The Case for Engaged Justices

George Will is on his game today.
In our democracy, the legislature's policymaking power "though unrivaled, is not unlimited." The Constitution reigns supreme: "There must remain judicially enforceable constraints on legislative actions that are irreconcilable with constitutional commands."

Thus a legislature's judgment that a measure is desirable does not relieve a court of the duty to judge whether it is constitutional. "The political branches decide if laws pass; courts decide if laws pass muster," wrote Willett. Judges must recognize that legislators' policymaking primacy "is not constitutional carte blanche to regulate all spheres of everyday life; pre-eminence does not equal omnipotence."

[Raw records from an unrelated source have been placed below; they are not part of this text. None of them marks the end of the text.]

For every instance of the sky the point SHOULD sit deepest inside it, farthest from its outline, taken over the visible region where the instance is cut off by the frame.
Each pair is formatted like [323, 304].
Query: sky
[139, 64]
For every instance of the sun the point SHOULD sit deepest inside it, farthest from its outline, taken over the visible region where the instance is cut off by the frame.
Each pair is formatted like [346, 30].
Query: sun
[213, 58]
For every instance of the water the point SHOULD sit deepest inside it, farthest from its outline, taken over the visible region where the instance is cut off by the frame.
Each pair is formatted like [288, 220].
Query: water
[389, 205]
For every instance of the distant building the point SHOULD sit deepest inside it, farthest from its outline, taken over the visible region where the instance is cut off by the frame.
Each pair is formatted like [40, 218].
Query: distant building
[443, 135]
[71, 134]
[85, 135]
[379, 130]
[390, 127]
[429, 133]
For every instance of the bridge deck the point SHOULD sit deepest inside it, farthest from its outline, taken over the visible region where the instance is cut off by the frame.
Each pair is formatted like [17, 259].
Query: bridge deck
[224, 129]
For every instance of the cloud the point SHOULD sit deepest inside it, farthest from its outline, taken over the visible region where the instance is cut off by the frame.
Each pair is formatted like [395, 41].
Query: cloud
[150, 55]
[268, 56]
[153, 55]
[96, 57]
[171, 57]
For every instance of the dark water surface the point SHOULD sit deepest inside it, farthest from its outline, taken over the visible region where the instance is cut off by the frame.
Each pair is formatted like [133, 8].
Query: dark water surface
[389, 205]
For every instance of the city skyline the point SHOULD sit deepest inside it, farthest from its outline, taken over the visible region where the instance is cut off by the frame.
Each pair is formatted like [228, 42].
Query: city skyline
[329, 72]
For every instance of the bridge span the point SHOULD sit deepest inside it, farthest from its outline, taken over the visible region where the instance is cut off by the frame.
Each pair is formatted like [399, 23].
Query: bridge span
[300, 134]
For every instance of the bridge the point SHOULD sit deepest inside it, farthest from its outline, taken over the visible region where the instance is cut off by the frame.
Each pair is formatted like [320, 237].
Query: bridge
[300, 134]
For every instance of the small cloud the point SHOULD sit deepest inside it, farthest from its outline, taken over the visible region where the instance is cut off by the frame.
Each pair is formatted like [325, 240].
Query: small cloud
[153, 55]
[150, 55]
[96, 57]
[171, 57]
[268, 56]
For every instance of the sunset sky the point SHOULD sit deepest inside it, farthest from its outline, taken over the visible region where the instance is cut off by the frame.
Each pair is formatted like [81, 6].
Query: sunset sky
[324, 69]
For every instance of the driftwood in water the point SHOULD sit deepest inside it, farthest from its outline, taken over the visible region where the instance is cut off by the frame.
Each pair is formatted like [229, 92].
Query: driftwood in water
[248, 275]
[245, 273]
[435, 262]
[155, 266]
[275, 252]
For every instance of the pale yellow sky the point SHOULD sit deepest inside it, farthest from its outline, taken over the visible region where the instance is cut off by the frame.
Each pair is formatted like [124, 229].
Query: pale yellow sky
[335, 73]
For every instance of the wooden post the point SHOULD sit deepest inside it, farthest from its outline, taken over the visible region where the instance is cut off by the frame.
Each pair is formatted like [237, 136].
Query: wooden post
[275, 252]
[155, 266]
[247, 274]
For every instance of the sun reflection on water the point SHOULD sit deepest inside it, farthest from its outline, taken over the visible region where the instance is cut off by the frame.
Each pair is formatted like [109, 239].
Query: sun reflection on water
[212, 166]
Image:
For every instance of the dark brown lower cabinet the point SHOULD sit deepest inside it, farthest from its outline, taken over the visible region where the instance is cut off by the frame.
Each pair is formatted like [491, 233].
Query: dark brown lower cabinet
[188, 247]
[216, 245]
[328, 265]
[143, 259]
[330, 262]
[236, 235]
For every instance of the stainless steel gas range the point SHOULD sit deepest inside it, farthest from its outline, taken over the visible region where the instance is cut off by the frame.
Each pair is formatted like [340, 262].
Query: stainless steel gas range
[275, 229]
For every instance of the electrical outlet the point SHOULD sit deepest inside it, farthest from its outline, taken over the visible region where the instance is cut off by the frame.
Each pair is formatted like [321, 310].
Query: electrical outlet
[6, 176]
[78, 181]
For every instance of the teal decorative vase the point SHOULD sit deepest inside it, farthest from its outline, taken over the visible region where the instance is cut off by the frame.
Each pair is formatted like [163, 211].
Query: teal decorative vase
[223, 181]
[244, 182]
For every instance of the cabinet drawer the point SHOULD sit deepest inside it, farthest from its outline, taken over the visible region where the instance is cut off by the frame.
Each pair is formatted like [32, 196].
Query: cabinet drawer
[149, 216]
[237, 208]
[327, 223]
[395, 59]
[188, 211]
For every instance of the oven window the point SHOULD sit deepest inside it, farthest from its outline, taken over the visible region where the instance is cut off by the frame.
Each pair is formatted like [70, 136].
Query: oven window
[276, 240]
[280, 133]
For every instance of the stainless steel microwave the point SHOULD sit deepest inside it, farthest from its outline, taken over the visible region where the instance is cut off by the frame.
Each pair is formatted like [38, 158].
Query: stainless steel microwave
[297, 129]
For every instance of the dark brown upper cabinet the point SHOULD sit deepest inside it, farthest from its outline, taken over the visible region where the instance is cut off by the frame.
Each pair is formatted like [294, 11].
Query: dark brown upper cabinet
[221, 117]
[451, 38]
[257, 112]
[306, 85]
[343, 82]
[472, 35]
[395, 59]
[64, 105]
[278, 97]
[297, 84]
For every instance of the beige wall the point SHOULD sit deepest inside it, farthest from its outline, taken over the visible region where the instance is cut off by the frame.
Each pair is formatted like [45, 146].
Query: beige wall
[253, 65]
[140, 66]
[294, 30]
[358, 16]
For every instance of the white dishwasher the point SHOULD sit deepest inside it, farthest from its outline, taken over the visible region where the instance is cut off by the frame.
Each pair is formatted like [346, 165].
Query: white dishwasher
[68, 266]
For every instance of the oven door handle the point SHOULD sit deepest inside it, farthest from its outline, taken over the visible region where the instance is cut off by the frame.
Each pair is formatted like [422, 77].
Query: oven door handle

What Willett says of the states' police power is applicable to Congress's power under the commerce clause: "When police power becomes a convenient talisman waved to short-circuit our constitutional design, deference devolves into dereliction." And: "If legislators come to believe that police power is an ever-present constitutional trump card they can play whenever it suits them, overreaching is inexorable."

The judiciary's role as referee of constitutional disputes is, Willett says, "confined yet consequential." But, "If judicial review means anything, it is that judicial restraint does not allow everything." And there can come a "constitutional tipping point" where, by excessive deference to a legislature in the face of a constitutional limitation, "adjudication more resembles abdication." Then a state's police power (or Congress's power under the commerce clause) can "extinguish constitutional liberties with nonchalance."